ECLI:NL:RBSHE:2010:BM7586
Rechtbank 's-Hertogenbosch
- Eerste aanleg - meervoudig
- Rechtspraak.nl
Afwijzing verzoek om planschadevergoeding vanwege voorzienbaarheid van de planologische verslechtering
In deze zaak heeft de Rechtbank 's-Hertogenbosch op 23 april 2010 uitspraak gedaan in een geschil over de afwijzing van een verzoek om planschadevergoeding. Eiser, eigenaar van een perceel te Helvoirt, had een verzoek ingediend bij verweerder, het college van burgemeester en wethouders van de gemeente Haaren, om schadevergoeding op grond van artikel 49 van de Wet op de Ruimtelijke Ordening (WRO).
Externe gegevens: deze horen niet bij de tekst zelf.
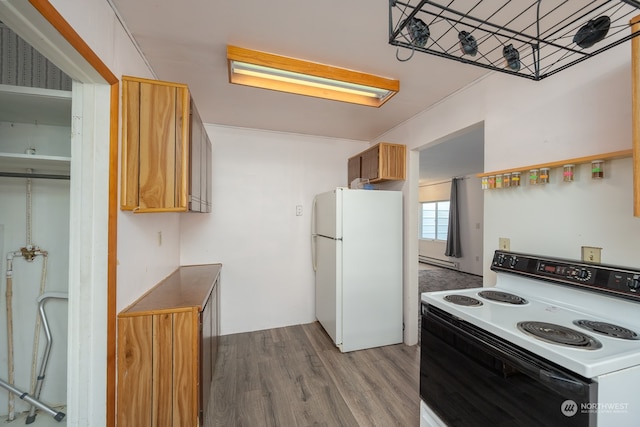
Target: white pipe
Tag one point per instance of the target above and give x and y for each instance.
(28, 211)
(10, 364)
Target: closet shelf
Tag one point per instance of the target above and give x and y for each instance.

Dit verzoek werd afgewezen bij besluit van 10 januari 2008, waarop eiser beroep instelde. De rechtbank heeft vastgesteld dat verweerder tekort is geschoten in het geven van duidelijkheid over de planologische situatie, waardoor eiser niet kon worden tegengeworpen dat hij de situatie had moeten begrijpen zoals verweerder wellicht bedoeld had. De rechtbank oordeelde dat de afwijzing van het verzoek om planschadevergoeding niet kon worden gedragen door de motivering die verweerder had gegeven.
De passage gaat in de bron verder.